Approche faible / Approche forte
Approche faible : aimer la phrase "la recherche montre que 90 %..." produite par l'IA et la publier sans la vérifier, utiliser une image sans vérifier sa source, coller les données des clients dans un outil ouvert.
Approche forte : marquer chaque affirmation factuelle et la vérifier à partir de la source réelle ; supprimer l'inconfirmable. Vérification du statut de droit d'auteur des images et des textes. Anonymiser les données sensibles ou conduire en toute sécurité. Et faire un « contrôle de responsabilité » avant chaque sortie.
trois mini-cases
Cas 1 — Devis inventé. Une marque a mis sur une affiche une citation convaincante créée par l’IA et attribuée à un auteur célèbre. La promesse était faite ; Il s'est avéré que l'auteur ne l'avait jamais dit et la marque est devenue la risée. Leçon : chaque citation est vérifiée à partir de sa véritable source.
Cas 2 — Violation du droit d'auteur sur l'image. Une équipe a utilisé l’IA pour produire une image de campagne, sans se rendre compte qu’elle imitait fidèlement le style et la composition d’un artiste bien connu. Le représentant de l'artiste s'y est opposé ; L'image a été retirée. Leçon : les résultats de l'IA peuvent également conduire à une violation du droit d'auteur ; La similarité est vérifiée.
Cas 3 — Violation de la confidentialité. Un rédacteur indépendant a saisi les chiffres de ventes réels et la liste de clients d'un client dans un outil public et a imprimé une étude de cas. La clause de confidentialité du contrat a été violée et la relation commerciale a pris fin. La bonne solution était d’anonymiser les chiffres (« croissance à trois chiffres ») ou de conduire prudemment.
Erreurs courantes
- Publier une affirmation factuelle sans la vérifier. Une phrase fluide ne signifie pas correcte.

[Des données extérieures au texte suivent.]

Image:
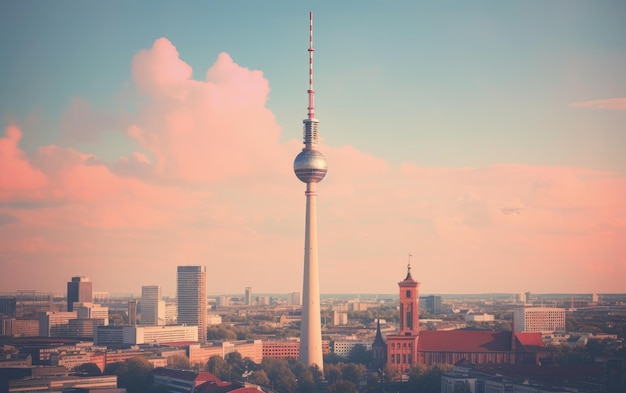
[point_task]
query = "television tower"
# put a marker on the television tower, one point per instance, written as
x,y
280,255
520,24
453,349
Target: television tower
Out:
x,y
310,167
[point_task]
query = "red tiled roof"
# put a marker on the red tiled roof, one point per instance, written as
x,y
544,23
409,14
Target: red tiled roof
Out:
x,y
530,341
464,341
225,387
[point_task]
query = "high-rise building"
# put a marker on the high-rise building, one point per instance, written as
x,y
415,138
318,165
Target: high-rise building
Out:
x,y
132,312
191,298
310,167
247,298
152,307
80,289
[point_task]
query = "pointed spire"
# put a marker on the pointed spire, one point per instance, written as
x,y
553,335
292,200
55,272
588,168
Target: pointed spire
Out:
x,y
408,269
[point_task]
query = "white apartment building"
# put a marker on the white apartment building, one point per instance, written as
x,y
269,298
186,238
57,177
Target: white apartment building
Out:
x,y
344,347
539,319
135,335
152,307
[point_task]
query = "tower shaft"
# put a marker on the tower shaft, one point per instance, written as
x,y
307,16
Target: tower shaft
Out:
x,y
311,330
310,167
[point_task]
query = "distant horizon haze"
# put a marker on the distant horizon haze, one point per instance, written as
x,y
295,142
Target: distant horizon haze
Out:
x,y
490,150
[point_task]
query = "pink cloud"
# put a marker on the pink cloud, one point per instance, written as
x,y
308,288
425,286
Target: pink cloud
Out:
x,y
610,103
212,183
17,175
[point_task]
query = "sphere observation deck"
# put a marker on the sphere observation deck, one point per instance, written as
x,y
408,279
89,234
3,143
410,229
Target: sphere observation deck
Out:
x,y
310,166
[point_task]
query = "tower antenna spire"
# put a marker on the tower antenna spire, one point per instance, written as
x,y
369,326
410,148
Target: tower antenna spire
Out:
x,y
311,109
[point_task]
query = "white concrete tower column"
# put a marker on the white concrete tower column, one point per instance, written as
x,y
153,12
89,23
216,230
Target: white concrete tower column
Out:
x,y
310,167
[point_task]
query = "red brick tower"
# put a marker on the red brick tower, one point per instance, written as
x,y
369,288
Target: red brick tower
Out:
x,y
402,347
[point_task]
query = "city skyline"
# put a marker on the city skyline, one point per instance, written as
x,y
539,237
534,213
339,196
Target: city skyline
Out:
x,y
488,147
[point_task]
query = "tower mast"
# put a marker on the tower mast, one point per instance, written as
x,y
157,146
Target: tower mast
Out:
x,y
310,167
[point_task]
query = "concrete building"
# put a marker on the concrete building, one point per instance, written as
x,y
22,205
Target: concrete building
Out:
x,y
80,289
539,319
191,298
152,306
288,349
132,312
343,348
19,327
247,297
171,312
55,323
135,335
484,317
92,311
201,353
340,318
431,303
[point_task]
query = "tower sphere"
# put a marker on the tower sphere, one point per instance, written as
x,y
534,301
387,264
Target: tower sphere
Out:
x,y
310,166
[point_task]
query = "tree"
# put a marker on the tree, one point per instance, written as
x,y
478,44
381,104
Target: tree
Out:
x,y
281,377
462,387
333,358
132,374
342,387
318,375
236,363
333,373
218,367
352,372
259,378
360,354
89,369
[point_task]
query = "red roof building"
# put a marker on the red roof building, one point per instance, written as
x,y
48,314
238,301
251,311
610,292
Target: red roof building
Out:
x,y
411,346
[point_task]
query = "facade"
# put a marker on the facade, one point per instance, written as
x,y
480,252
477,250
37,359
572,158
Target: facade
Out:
x,y
8,305
411,346
152,307
431,303
19,327
402,347
379,349
132,311
191,298
288,349
83,328
247,297
539,319
92,311
479,317
310,167
80,289
200,354
55,323
58,384
135,335
340,318
343,348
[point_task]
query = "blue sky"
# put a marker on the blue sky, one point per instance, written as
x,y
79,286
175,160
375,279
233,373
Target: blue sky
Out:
x,y
428,84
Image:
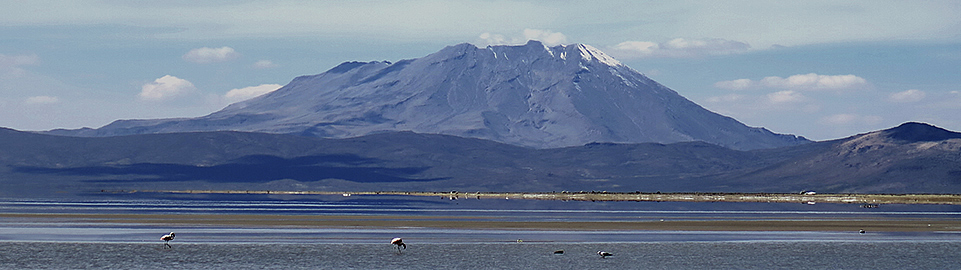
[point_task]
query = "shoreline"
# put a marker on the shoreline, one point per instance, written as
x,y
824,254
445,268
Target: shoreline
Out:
x,y
866,200
469,222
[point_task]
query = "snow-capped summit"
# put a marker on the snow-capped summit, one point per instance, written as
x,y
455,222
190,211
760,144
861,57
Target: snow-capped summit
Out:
x,y
530,95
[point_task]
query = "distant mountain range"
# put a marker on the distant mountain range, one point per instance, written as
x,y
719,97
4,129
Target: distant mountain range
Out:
x,y
910,158
501,118
530,95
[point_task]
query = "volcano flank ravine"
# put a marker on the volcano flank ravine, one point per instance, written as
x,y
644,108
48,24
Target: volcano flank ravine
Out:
x,y
528,118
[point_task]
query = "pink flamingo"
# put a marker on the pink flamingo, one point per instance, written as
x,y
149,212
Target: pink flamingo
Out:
x,y
399,242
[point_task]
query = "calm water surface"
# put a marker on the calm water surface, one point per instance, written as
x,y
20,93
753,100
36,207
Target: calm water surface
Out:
x,y
656,255
39,244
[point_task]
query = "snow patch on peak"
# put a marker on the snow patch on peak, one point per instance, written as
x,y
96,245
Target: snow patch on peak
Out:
x,y
588,52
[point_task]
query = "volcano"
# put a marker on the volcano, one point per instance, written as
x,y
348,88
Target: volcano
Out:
x,y
529,95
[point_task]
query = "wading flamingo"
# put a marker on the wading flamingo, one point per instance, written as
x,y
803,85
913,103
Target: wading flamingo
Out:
x,y
399,242
167,239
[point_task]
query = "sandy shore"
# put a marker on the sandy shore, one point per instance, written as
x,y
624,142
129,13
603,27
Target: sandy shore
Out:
x,y
461,222
869,200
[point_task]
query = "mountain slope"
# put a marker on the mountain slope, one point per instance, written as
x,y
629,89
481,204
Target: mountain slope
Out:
x,y
530,95
911,158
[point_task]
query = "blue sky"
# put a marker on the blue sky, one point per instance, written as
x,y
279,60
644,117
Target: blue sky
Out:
x,y
820,69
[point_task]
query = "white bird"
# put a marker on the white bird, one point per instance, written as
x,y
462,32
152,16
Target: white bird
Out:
x,y
167,239
399,242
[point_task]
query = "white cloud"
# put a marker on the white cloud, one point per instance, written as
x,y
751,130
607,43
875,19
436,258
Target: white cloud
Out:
x,y
166,87
739,84
211,55
679,48
264,64
786,96
815,82
246,93
544,36
40,100
11,65
850,119
911,95
547,37
810,81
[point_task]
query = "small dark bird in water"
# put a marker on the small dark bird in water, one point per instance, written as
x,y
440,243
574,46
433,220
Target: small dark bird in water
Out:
x,y
167,239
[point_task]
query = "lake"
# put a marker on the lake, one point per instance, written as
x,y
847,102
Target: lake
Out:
x,y
37,243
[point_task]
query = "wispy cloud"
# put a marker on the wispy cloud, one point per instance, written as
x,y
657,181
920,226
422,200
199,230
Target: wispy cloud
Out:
x,y
241,94
547,37
11,65
211,55
165,87
850,119
907,96
40,100
678,48
810,81
264,64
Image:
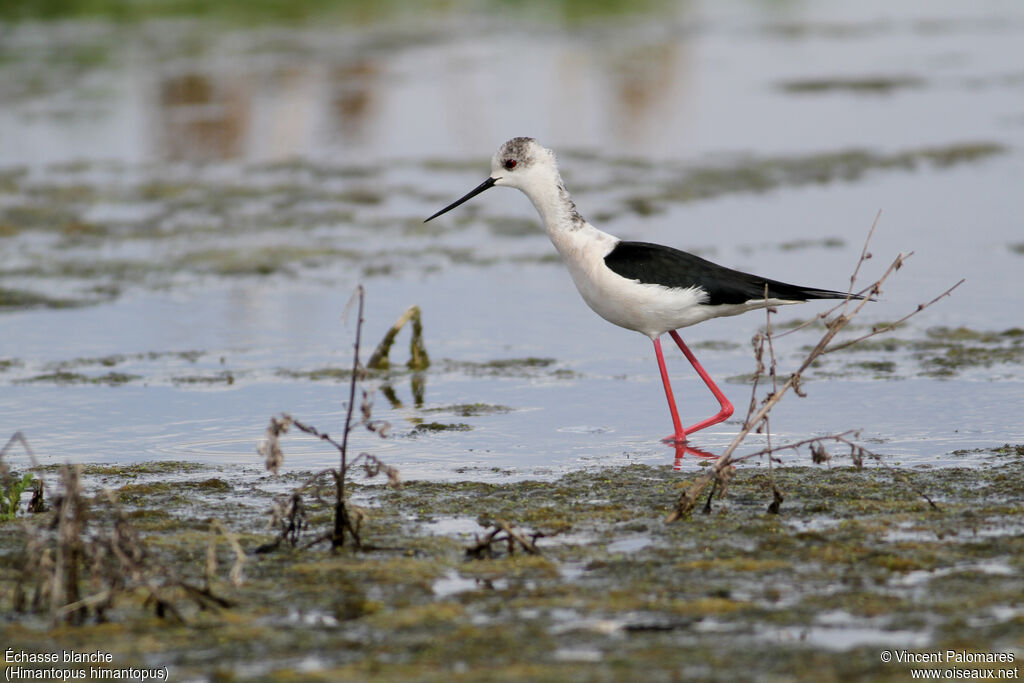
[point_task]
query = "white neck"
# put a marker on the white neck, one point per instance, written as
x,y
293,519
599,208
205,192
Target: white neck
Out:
x,y
554,204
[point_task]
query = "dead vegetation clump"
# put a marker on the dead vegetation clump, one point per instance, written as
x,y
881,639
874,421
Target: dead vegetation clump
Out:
x,y
499,534
83,555
758,415
289,514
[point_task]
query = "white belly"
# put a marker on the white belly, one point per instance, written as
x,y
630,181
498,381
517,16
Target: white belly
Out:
x,y
649,309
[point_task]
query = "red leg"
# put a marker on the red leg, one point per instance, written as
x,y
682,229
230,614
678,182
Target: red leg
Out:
x,y
679,436
723,401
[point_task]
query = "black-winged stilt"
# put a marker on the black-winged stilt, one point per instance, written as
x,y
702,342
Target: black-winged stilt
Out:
x,y
638,286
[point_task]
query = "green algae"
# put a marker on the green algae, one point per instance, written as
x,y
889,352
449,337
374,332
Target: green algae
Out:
x,y
864,85
25,299
852,544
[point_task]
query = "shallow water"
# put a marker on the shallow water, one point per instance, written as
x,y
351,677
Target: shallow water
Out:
x,y
185,210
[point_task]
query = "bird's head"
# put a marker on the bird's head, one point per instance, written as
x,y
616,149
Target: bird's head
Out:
x,y
521,163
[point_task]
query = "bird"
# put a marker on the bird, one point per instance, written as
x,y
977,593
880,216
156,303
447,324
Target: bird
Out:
x,y
647,288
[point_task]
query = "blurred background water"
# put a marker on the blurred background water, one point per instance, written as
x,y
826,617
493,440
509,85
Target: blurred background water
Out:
x,y
190,191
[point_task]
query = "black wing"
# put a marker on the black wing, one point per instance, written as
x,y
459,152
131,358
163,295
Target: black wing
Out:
x,y
655,264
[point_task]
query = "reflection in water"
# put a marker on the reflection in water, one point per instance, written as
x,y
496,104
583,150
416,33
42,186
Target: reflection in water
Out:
x,y
682,450
352,102
223,116
418,383
200,118
644,81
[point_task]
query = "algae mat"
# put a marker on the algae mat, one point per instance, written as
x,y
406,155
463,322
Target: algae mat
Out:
x,y
856,567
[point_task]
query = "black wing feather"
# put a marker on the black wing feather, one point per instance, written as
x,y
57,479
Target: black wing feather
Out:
x,y
655,264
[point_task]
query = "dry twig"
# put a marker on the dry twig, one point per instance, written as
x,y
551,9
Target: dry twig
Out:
x,y
756,418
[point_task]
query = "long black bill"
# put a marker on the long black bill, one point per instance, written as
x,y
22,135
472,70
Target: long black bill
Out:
x,y
486,184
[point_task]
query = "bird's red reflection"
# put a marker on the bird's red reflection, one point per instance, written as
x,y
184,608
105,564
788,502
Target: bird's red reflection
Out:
x,y
682,450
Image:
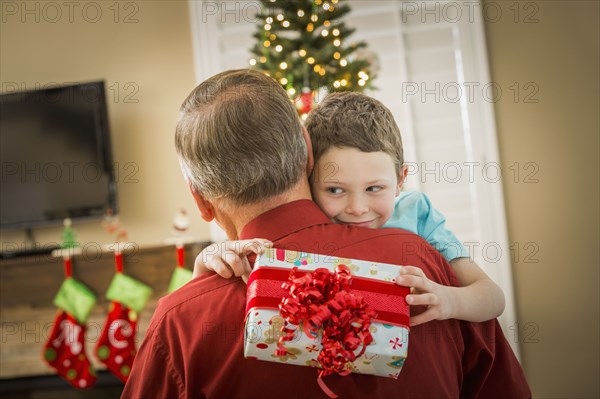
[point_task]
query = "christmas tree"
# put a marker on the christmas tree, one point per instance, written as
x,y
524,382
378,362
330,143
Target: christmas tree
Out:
x,y
303,45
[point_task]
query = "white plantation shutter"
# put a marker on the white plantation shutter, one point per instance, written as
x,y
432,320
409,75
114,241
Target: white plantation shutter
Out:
x,y
433,68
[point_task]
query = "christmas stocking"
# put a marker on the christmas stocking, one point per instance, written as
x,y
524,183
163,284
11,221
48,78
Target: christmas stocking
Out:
x,y
116,347
181,275
64,350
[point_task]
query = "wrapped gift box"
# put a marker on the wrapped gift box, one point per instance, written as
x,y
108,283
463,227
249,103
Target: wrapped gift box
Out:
x,y
374,282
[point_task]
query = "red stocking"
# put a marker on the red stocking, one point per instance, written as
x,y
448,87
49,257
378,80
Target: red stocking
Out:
x,y
116,347
64,349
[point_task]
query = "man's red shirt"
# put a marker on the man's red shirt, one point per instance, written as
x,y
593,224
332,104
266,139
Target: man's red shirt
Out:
x,y
194,345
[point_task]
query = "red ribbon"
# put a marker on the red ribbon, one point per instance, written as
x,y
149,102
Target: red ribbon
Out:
x,y
342,306
180,255
385,298
119,261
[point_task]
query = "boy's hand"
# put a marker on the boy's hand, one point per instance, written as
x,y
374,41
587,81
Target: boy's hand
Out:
x,y
439,299
229,258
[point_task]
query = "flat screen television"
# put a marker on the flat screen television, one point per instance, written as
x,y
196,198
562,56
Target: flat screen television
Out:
x,y
56,156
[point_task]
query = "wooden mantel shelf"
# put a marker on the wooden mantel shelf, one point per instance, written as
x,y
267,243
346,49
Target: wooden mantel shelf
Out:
x,y
28,286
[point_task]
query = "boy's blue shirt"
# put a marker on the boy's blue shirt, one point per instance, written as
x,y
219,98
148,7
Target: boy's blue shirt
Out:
x,y
413,212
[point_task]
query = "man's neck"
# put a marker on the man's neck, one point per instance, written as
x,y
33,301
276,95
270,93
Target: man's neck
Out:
x,y
234,221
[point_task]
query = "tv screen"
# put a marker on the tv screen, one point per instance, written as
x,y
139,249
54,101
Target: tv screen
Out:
x,y
56,156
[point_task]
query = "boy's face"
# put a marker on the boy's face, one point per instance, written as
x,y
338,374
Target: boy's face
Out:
x,y
355,187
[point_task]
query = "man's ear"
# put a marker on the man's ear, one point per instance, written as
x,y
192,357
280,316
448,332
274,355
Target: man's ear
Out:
x,y
401,178
311,161
207,211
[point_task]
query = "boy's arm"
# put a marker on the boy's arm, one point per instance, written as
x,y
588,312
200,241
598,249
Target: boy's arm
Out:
x,y
230,258
478,299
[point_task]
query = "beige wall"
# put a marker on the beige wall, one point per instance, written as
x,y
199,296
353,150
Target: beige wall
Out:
x,y
152,56
559,296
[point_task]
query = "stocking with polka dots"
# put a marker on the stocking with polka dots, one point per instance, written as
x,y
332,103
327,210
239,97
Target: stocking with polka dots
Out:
x,y
65,350
116,346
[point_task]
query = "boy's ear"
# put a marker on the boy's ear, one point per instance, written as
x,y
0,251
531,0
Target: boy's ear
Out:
x,y
311,161
207,211
401,178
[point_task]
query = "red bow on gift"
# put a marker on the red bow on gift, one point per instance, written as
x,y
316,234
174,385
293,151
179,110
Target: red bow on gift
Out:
x,y
321,300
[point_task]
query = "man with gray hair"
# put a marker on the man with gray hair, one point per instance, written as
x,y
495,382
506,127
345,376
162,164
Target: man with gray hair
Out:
x,y
247,160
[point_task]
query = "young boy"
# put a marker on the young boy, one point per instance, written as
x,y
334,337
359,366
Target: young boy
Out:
x,y
359,171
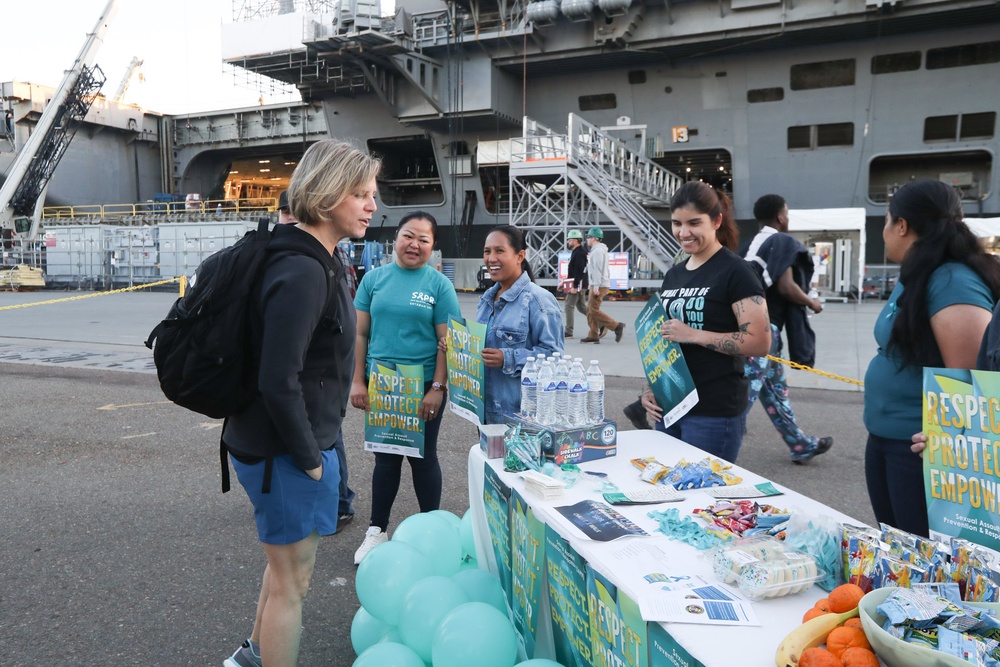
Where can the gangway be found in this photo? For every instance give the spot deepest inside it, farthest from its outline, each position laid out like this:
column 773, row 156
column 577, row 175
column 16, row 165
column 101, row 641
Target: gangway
column 22, row 194
column 587, row 178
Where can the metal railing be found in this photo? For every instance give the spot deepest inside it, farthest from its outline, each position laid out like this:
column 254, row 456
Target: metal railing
column 207, row 206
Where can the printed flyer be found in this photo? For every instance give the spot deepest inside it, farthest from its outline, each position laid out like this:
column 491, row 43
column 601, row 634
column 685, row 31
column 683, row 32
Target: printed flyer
column 527, row 538
column 466, row 370
column 393, row 424
column 599, row 521
column 664, row 365
column 617, row 631
column 567, row 581
column 961, row 419
column 496, row 498
column 665, row 651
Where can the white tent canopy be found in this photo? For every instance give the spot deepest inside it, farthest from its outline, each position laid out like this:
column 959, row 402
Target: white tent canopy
column 983, row 227
column 832, row 220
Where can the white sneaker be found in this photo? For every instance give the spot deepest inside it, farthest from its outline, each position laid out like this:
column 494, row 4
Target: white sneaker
column 373, row 538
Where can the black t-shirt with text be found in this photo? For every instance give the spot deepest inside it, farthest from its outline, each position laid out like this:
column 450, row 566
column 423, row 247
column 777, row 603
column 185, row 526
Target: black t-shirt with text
column 703, row 299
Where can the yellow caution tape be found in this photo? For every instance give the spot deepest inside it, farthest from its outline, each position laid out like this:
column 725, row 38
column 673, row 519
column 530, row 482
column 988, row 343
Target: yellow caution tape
column 803, row 367
column 93, row 294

- Ne confirme pas la citation et le nom de la source. L’IA peut générer des sources/citations fabriquées.
- Utiliser la sortie de l’IA comme s’il n’y avait aucun risque de droit d’auteur. Le plagiat et la violation des droits d'auteur relèvent de votre responsabilité.
- Créer de faux témoignages/commentaires. Tromper le lecteur est une violation éthique et juridique.
- Saisie des données confidentielles/clients dans un outil ouvert. KVKK et des violations de secrets commerciaux surviennent.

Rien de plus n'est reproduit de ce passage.